Rada didn’t know what to say to this, it had only been on the rarest of occasions in Rada’s career when he had considered himself to be a good engineer but he still hadn’t expected to be confronted like this.

Jack picked up on part of this and quickly said apologetically "I didn’t mean to imply you weren’t a good engineer, your work speaks for itself. I just meant that you prefer to take the time to think about something before diving into action… you don’t touch anything before you know what you’re going to do with it. Generally engineers who actually care about their work are so eager that they can have a relay completely pulled apart before they figure out that the problem is actually down the line somewhere."

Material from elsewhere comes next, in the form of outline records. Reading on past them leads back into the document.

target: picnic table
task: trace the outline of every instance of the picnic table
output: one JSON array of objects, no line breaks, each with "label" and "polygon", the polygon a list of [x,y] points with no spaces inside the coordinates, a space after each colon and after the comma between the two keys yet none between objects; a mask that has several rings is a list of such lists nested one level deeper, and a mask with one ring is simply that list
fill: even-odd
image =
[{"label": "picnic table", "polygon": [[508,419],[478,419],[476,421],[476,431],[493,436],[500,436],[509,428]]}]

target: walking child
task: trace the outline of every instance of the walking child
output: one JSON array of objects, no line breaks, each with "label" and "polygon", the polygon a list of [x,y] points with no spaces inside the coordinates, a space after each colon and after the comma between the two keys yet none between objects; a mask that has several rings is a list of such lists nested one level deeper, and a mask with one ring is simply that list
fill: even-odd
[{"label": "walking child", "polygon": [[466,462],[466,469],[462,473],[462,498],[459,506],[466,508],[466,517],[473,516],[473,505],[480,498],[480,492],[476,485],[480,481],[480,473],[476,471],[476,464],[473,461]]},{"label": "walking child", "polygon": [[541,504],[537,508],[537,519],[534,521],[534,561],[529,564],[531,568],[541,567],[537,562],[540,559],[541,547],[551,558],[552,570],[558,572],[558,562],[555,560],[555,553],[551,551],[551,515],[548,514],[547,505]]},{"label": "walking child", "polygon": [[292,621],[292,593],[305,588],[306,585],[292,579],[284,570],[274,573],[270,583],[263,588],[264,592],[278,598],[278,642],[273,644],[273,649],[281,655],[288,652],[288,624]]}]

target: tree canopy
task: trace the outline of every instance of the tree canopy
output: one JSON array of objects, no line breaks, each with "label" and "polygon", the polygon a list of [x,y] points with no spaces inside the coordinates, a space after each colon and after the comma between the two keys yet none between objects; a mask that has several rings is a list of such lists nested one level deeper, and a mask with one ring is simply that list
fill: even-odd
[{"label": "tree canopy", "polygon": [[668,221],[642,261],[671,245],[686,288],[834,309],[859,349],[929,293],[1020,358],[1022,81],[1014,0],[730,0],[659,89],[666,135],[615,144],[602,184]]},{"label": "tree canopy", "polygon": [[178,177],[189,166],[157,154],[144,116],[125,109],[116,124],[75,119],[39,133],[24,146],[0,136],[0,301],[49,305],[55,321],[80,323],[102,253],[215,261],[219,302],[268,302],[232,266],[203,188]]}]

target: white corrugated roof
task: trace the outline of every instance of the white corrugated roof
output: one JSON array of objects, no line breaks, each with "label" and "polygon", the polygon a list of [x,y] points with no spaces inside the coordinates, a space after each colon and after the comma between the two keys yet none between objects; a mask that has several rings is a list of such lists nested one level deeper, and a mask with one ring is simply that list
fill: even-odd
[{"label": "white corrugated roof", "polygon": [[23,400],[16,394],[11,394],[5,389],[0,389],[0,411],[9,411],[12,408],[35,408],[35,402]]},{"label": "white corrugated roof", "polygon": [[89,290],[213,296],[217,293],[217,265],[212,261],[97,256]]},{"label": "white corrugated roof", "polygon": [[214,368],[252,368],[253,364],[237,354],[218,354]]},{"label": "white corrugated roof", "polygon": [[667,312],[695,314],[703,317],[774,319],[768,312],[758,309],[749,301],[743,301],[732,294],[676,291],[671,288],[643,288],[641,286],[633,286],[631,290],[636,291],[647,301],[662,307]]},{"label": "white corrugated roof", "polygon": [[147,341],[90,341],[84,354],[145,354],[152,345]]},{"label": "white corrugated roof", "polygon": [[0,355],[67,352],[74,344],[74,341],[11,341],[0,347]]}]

Rada realised that the crewman wasn’t trying to insult him and actually saw a little of himself in Halliday. They may have been of similar age but Halliday was in many ways what Rada once was long ago.

Rada had once eagerly jumped into problems like Halliday still did but life had led him to become much less decisive over time, Rada was still talented but he wasn’t what he once was. When Rada was happier with himself he had also been as honest as Halliday; that had been sometime though. Rada did find this a bit depressing.

When he started at the Academy, Rada had been so eager that after reading chapter one of his warp theory textbook he had designed a revolutionary kind of warp bubble only to discover that chapter two explained how that idea had been invented already and chapter three explained how it had been made obsolete.

In the years since that day, life had led him to give up on dreaming of creating anything great as an engineer. He’d taken to solving every problem before him but never trying for more. Rada had entered Starfleet with a dream of finding a particular answer, but had only found more and more ways that potential answers had proved themselves wrong.

"Thanks" Rada told Halliday, although he wasn’t thanking him for what Halliday thought he was. Rada was thanking him because he had now decided that it was time for a change.